Re:Configure GMail to be my spam filter? (0)

Anonymous Coward | more than 7 years ago | (#17935026)

You can forward to a Gmail address, and have a pop pull re-download the mail. Anything filtered as spam wont come back. Use that to determine what Gmail thinks is spam, and nuke it.

I dont know if that works in bulk.

Re:Configure GMail to be my spam filter? (1)

sherriw (794536) | more than 7 years ago | (#17935042)

Yes, I believe that would work. Gmail allows you to grab up to 5 other email accounts (via pop3).

If you tried to send those back to the original account though, you might get a loop going.

I have found that Gmail's spam filters catch almost everything.
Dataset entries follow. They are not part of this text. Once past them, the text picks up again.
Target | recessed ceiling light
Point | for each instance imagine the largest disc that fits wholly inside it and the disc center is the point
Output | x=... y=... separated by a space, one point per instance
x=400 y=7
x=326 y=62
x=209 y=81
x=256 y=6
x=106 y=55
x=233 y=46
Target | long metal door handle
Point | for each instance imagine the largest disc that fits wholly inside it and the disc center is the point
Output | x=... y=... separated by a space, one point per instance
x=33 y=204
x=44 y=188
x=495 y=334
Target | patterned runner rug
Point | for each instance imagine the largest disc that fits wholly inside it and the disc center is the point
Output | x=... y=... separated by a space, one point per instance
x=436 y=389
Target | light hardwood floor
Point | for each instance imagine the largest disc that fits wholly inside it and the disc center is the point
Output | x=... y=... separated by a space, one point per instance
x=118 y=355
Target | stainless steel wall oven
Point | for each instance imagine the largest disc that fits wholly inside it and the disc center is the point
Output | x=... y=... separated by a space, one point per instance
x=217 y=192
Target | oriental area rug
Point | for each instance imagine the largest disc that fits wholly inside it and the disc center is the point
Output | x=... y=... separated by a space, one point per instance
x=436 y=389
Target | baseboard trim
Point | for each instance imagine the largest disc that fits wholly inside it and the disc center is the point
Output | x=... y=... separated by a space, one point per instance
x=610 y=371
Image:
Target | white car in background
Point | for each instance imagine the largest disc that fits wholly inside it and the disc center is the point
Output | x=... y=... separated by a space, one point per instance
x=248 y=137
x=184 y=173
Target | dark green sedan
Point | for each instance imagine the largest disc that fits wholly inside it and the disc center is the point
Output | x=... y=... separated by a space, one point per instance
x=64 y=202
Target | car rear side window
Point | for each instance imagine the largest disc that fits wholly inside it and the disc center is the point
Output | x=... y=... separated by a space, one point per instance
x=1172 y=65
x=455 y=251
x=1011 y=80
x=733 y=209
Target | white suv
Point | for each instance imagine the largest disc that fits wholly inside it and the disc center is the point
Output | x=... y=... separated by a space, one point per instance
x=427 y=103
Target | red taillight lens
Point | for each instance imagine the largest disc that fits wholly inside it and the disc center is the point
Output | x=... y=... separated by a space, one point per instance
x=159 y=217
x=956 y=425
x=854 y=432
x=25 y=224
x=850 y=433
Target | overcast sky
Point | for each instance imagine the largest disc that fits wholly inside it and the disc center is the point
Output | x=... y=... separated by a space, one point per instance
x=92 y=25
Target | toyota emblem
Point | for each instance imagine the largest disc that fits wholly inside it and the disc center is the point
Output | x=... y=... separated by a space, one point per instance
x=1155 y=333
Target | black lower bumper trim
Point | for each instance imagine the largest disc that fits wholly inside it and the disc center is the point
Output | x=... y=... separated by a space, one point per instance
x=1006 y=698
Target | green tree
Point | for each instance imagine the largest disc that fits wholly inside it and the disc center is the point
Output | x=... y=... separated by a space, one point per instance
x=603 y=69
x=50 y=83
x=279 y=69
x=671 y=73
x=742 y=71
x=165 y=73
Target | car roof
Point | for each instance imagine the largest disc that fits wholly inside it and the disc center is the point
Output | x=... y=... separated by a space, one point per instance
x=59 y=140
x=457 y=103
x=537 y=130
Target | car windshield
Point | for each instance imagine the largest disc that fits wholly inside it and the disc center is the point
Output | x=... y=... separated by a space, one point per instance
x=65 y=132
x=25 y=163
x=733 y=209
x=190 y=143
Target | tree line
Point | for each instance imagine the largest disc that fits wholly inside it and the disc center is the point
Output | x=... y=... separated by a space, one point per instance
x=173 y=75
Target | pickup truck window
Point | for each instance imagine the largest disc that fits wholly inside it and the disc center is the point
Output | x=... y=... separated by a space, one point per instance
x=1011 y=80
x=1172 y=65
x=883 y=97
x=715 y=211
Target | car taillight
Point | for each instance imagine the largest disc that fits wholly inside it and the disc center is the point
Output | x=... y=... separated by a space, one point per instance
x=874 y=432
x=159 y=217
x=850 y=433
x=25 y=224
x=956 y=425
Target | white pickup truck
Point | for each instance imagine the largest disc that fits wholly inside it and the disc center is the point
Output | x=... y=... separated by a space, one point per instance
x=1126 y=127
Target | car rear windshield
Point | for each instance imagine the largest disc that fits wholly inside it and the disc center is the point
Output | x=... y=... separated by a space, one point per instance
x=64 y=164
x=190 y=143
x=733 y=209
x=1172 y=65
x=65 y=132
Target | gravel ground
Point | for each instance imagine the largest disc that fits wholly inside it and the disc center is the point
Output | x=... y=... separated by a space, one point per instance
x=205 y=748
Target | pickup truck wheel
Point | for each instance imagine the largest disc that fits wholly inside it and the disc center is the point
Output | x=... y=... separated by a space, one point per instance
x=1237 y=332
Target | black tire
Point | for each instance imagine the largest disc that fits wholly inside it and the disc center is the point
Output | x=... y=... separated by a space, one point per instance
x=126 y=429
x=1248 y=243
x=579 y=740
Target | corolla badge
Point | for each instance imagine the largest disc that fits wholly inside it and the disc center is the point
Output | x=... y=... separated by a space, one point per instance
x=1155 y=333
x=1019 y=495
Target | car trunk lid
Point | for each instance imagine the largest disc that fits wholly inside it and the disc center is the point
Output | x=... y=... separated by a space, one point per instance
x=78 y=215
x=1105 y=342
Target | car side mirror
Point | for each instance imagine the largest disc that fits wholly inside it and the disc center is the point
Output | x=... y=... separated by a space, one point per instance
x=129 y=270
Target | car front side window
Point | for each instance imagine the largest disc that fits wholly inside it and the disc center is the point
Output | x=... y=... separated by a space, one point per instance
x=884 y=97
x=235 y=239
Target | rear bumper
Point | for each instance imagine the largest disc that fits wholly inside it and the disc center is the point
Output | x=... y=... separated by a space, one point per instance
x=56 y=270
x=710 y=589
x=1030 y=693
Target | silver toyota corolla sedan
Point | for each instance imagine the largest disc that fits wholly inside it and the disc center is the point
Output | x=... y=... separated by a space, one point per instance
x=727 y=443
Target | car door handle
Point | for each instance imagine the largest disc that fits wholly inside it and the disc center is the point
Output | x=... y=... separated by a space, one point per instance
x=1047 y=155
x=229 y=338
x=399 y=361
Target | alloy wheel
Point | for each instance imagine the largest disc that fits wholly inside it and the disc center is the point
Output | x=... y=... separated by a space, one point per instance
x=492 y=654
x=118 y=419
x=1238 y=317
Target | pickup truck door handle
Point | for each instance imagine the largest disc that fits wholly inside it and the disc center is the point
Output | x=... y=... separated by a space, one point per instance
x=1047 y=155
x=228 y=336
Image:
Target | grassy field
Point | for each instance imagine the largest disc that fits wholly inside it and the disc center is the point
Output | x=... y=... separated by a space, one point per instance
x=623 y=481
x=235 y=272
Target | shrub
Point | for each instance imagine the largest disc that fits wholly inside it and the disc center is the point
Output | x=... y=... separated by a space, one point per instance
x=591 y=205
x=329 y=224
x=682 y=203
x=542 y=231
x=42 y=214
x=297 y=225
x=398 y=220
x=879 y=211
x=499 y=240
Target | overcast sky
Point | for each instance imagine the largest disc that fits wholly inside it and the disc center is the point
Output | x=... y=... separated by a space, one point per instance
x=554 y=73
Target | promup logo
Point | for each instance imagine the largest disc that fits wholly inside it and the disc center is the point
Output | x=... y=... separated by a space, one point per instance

And I have not experienced a false positive yet.

Tongue, meet cheek. (1, Interesting)

Anonymous Coward | more than 7 years ago | (#17934896)

This is a 3 year old dupe [slashdot.org] !

Selective quoting of discussion follows:

Prepare to be underhwelmed [slashdot.org]

What is left in webmail? The best Google can do is offermore default space than Yahoo and Hotmail. This will cost them money - Yahoo currently soaks $19 a year out of anyone wanting more than 4 MB. Maybe they can do filtering better, but I don't see them outdoing spamassassin etc. Ultimately its just another email address. The geek cachet will wear off quick after everyone you despise starts using googlemail.


Bad move [slashdot.org]

it's a bad bad move on google's part. The infrastructure needed (and the sysadmin) to provide a robust, spam-free , web based email system is of a sheer magnitude greater than just being pure search.
For starters , the tech support will ramp up ,and add to google's costs. And Googlemail will become the numero uno target for spammers.
If I were the Google founders, I quite honestly wouldn't bother - it's to much hassle and dilutes the Google "brand".
But then again, the IPO is coming up, so having a "webmail" component is an easy sell to "analysts" in Five Points ...ahem... Wall Street I mean.


I really can't see it catching on guys!

Now if only... (2, Insightful)

proxy318 (944196) | more than 7 years ago | (#17934956)

They'd let you use some of that storage for Picasa's web albums. 250MB for pictures, almost 3GB for email? That's kind of ass-backwards.

Yahoo Mail Beta blocks Linux (2, Informative)

Xtravar (725372) | more than 7 years ago | (#17934988)

And at the very same time, Yahoo Mail Beta has blocked Linux users. Maybe it's time to switch.